How we model this in HTM
In HTM we model the growth of a new synapse using a “permanence” value
In SW we don’t have to worry if an axon or dendrite are near enough to form a new synapse, typically we just pick a subset of the active cells to form synapses to.
However, sometimes we designate a subset of cells as being in a “potential synapse” pool. We pick this pool randomly and do this mostly to guarantee that all the cells that are learning don’t select the same subset of cells to form synapses to
We don’t model the proximity of two neurons, at least not explicitly, we may designate a set of potential synapses, we then pick a subset of those to train, the rest are considered to have a permanence of zero although in SW we only need to actually store the values of synapses with permanence above zero
I hope that is clear, if not, let me know and I will try to make it so
@jhawkins, The detailed points are very much appreciated!
So this probably is the reason that the Nupic spatial pooler variable potentialPct has a default value of 0.5. To help with the synapse diversity and prevent multiple columns from converging exactly to the same connectivity. Then setting this variable to 1.0 would nullify the point of having potential synapse pools in the first place.

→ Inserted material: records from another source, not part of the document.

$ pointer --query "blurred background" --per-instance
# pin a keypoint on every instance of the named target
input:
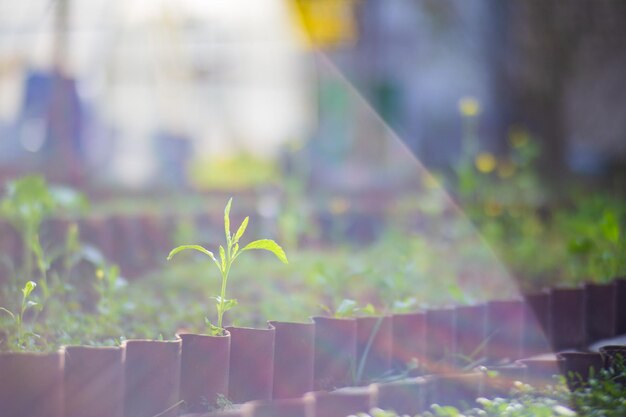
(468, 141)
(144, 94)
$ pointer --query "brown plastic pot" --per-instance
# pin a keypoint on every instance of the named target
(374, 346)
(458, 390)
(471, 333)
(340, 403)
(204, 369)
(568, 318)
(505, 322)
(31, 384)
(152, 373)
(294, 353)
(409, 341)
(601, 311)
(94, 381)
(251, 364)
(578, 366)
(293, 407)
(404, 397)
(537, 324)
(440, 340)
(335, 352)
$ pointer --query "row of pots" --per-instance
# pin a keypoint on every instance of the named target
(287, 360)
(414, 395)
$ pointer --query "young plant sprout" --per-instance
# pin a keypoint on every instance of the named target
(227, 258)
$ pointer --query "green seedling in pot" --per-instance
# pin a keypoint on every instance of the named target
(18, 317)
(227, 256)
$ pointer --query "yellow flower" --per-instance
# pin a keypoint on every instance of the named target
(469, 107)
(485, 162)
(506, 168)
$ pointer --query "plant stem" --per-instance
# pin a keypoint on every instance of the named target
(220, 311)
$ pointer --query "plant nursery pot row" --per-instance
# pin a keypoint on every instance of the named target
(145, 378)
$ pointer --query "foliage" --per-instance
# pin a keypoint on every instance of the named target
(21, 339)
(27, 202)
(227, 258)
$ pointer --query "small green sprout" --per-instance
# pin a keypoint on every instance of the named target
(228, 255)
(18, 318)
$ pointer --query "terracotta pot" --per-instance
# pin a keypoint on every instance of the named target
(374, 346)
(620, 289)
(601, 311)
(499, 380)
(578, 366)
(458, 390)
(404, 397)
(152, 374)
(204, 369)
(409, 341)
(568, 318)
(94, 381)
(31, 384)
(471, 333)
(440, 341)
(251, 364)
(294, 353)
(340, 403)
(335, 352)
(505, 324)
(537, 324)
(293, 407)
(540, 371)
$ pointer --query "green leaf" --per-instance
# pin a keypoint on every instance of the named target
(8, 312)
(241, 230)
(346, 308)
(193, 247)
(227, 220)
(268, 245)
(213, 329)
(610, 226)
(28, 288)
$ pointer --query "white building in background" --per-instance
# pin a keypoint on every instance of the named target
(226, 75)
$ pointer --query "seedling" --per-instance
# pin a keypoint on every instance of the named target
(18, 318)
(228, 255)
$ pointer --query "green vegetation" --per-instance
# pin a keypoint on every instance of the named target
(227, 258)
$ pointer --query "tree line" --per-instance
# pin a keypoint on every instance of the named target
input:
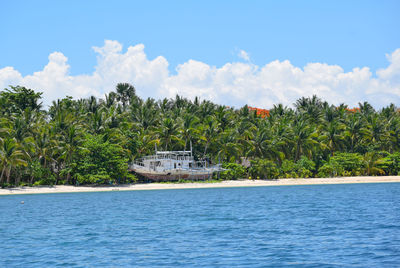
(91, 140)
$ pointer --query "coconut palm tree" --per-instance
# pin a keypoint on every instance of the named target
(10, 157)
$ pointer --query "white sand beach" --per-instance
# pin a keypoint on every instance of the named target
(223, 184)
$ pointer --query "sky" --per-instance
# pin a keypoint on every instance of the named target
(234, 53)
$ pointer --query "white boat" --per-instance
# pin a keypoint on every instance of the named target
(173, 165)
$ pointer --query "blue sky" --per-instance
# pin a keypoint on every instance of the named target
(349, 34)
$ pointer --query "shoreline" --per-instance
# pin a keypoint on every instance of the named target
(200, 185)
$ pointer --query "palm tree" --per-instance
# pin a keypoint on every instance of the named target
(188, 129)
(125, 93)
(332, 137)
(304, 138)
(10, 157)
(167, 132)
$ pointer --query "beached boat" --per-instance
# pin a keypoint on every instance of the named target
(173, 165)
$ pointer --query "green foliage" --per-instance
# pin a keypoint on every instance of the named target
(19, 99)
(303, 168)
(50, 146)
(348, 164)
(234, 171)
(101, 162)
(263, 169)
(390, 164)
(47, 181)
(330, 169)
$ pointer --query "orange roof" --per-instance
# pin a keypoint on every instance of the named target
(260, 112)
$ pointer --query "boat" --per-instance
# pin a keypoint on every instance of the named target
(173, 166)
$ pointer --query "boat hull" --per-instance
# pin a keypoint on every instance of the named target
(174, 175)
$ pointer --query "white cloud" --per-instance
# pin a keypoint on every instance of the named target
(244, 55)
(233, 84)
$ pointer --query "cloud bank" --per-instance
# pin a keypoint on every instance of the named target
(233, 84)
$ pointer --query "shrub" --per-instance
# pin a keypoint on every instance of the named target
(347, 164)
(331, 169)
(263, 169)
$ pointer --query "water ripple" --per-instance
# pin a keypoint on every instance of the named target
(301, 226)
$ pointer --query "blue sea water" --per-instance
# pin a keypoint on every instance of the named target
(355, 225)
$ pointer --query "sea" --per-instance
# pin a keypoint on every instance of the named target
(348, 225)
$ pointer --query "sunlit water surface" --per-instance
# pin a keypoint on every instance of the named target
(355, 225)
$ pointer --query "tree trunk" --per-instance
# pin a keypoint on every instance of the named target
(2, 173)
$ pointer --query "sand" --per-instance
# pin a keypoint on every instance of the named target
(223, 184)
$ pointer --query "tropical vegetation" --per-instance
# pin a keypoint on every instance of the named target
(91, 141)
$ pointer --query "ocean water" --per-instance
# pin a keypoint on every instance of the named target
(356, 225)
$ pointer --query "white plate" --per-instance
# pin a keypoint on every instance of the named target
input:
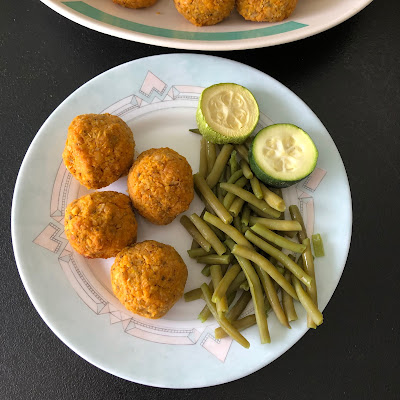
(157, 97)
(162, 25)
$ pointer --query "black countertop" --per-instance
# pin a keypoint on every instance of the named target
(349, 76)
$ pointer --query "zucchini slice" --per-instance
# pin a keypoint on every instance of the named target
(227, 113)
(282, 155)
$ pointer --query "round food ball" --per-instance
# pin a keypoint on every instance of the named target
(160, 184)
(205, 12)
(148, 278)
(265, 10)
(135, 3)
(100, 224)
(99, 149)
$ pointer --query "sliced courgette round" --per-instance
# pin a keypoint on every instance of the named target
(227, 113)
(282, 155)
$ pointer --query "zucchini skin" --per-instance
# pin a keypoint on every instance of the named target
(268, 179)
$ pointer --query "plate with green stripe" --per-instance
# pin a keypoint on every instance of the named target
(162, 25)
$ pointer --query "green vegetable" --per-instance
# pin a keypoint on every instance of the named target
(227, 113)
(282, 155)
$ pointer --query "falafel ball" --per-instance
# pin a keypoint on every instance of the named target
(160, 185)
(205, 12)
(100, 224)
(99, 149)
(265, 10)
(148, 278)
(135, 3)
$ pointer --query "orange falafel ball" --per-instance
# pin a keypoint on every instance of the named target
(99, 149)
(265, 10)
(160, 185)
(205, 12)
(148, 278)
(100, 224)
(135, 3)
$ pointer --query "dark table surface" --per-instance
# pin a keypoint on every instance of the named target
(349, 76)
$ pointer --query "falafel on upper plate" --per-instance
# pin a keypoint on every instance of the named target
(148, 278)
(160, 185)
(99, 149)
(205, 12)
(265, 10)
(100, 224)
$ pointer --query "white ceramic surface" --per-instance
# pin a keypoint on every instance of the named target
(162, 25)
(157, 97)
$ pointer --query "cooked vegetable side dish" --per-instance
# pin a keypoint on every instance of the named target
(240, 187)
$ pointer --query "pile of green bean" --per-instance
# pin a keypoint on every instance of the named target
(242, 238)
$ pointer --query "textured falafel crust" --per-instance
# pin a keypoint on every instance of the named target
(100, 224)
(265, 10)
(99, 149)
(205, 12)
(148, 278)
(135, 3)
(160, 185)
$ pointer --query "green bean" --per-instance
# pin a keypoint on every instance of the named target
(230, 230)
(224, 283)
(206, 270)
(219, 165)
(203, 168)
(208, 234)
(276, 224)
(307, 302)
(193, 231)
(233, 162)
(287, 302)
(245, 218)
(230, 197)
(236, 206)
(275, 201)
(243, 152)
(258, 212)
(249, 198)
(194, 253)
(216, 277)
(272, 296)
(256, 187)
(234, 286)
(234, 313)
(256, 294)
(194, 245)
(192, 295)
(247, 172)
(280, 241)
(252, 255)
(211, 156)
(308, 265)
(318, 245)
(296, 216)
(221, 319)
(209, 196)
(214, 259)
(234, 177)
(240, 325)
(279, 256)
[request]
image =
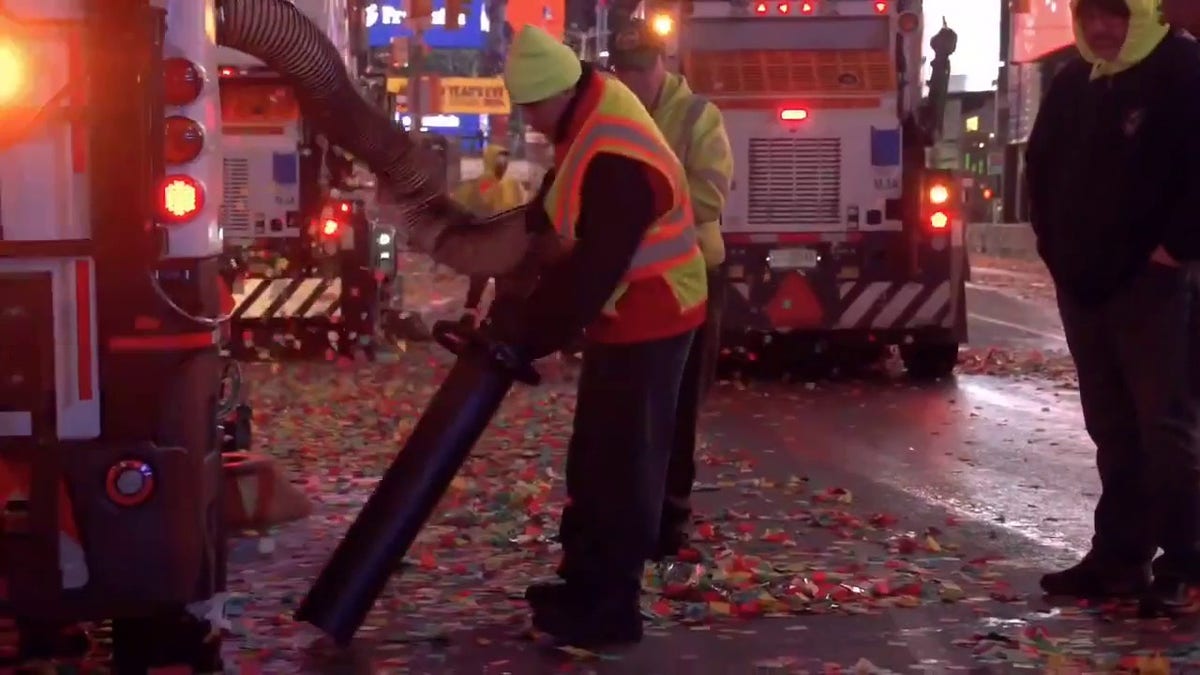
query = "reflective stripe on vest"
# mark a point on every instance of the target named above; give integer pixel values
(672, 239)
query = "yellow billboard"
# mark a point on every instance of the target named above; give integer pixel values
(460, 95)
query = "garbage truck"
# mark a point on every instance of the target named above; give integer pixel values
(109, 366)
(840, 236)
(298, 239)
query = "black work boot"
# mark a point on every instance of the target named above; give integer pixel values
(670, 543)
(1095, 578)
(589, 620)
(545, 592)
(1168, 596)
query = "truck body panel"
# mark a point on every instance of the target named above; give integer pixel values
(828, 221)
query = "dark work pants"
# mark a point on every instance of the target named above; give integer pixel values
(1137, 356)
(699, 376)
(475, 291)
(617, 463)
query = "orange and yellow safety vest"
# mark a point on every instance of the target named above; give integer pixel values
(621, 125)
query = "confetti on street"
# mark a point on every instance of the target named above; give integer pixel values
(798, 562)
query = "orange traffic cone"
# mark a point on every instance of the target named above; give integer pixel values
(258, 495)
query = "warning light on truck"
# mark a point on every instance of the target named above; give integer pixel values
(663, 24)
(793, 114)
(13, 73)
(183, 82)
(939, 195)
(184, 139)
(181, 198)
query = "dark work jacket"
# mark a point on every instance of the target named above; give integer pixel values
(1114, 171)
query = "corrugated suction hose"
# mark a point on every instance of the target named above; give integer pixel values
(289, 43)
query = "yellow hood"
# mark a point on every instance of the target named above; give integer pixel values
(491, 157)
(1146, 30)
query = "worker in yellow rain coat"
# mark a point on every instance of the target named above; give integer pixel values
(490, 193)
(695, 130)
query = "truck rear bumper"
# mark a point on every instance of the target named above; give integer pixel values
(850, 292)
(73, 551)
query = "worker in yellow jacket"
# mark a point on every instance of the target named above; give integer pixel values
(491, 192)
(695, 130)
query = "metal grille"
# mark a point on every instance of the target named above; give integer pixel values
(795, 181)
(235, 210)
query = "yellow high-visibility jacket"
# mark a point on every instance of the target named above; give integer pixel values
(487, 195)
(695, 130)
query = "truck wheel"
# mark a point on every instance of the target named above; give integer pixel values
(175, 640)
(930, 360)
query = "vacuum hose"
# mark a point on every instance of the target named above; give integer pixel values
(279, 34)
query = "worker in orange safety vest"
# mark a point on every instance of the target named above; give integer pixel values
(633, 278)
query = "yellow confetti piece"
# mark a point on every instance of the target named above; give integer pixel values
(719, 608)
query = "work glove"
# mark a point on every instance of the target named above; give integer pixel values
(505, 324)
(537, 221)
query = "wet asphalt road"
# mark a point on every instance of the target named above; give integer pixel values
(1001, 463)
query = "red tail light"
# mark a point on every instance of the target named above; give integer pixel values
(130, 483)
(180, 197)
(185, 139)
(939, 193)
(183, 82)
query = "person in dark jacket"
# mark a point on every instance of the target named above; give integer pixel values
(1114, 177)
(631, 275)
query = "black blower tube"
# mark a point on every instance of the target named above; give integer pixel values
(289, 43)
(406, 496)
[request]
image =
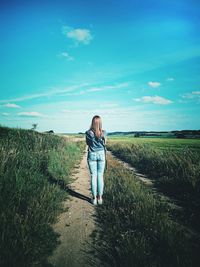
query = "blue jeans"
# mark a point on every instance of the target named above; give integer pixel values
(96, 163)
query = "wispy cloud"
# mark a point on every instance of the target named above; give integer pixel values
(11, 105)
(154, 100)
(30, 114)
(82, 36)
(170, 79)
(50, 92)
(105, 87)
(154, 84)
(66, 56)
(194, 95)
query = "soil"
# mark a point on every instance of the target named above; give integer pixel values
(76, 224)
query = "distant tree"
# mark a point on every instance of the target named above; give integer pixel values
(34, 126)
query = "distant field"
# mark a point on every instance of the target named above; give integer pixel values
(157, 142)
(173, 164)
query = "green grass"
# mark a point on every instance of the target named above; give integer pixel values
(173, 164)
(135, 227)
(160, 143)
(30, 203)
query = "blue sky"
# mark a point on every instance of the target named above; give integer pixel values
(134, 63)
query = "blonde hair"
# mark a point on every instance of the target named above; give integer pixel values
(96, 126)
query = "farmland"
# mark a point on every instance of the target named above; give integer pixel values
(32, 166)
(136, 225)
(173, 164)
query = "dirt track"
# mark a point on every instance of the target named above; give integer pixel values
(76, 224)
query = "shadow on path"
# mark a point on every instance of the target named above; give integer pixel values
(77, 195)
(64, 187)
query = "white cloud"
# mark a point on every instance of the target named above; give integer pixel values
(154, 99)
(78, 35)
(30, 114)
(67, 56)
(154, 84)
(170, 79)
(196, 92)
(50, 92)
(105, 87)
(194, 95)
(11, 105)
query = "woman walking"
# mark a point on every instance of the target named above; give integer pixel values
(95, 139)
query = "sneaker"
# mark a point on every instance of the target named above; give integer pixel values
(94, 201)
(100, 200)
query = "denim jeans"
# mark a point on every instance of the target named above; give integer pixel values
(96, 163)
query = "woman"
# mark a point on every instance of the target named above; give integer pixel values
(95, 139)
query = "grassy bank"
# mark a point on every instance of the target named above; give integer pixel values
(30, 202)
(176, 171)
(135, 227)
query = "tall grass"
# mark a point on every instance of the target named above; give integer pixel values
(29, 203)
(135, 227)
(176, 172)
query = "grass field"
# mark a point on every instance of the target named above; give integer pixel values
(136, 227)
(174, 164)
(31, 164)
(160, 143)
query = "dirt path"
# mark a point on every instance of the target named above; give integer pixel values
(76, 224)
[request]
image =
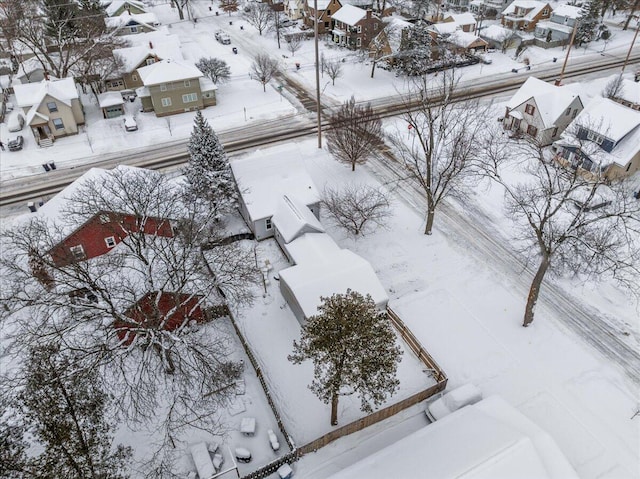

For temporal memory, I would guess the similar functionality is obtained through the maxNewSynapseCount variable. Indirectly subsampling previous activation randomly just like having a potentialPct value. So this is one extra reason to set maxNewSynapseCount variable lower than active cells on a predicted scenario (single cell active on every column). Synapse diversity.
Another reason we did the temporal memory that way is more practical - in the temporal memory there are so many cells (65K) that it would really slow things down if we had a potential pool like the spatial pooler. maxNewSynapseCount gives us essentially the same functionality with many fewer potential connections and allows implementations to go much faster.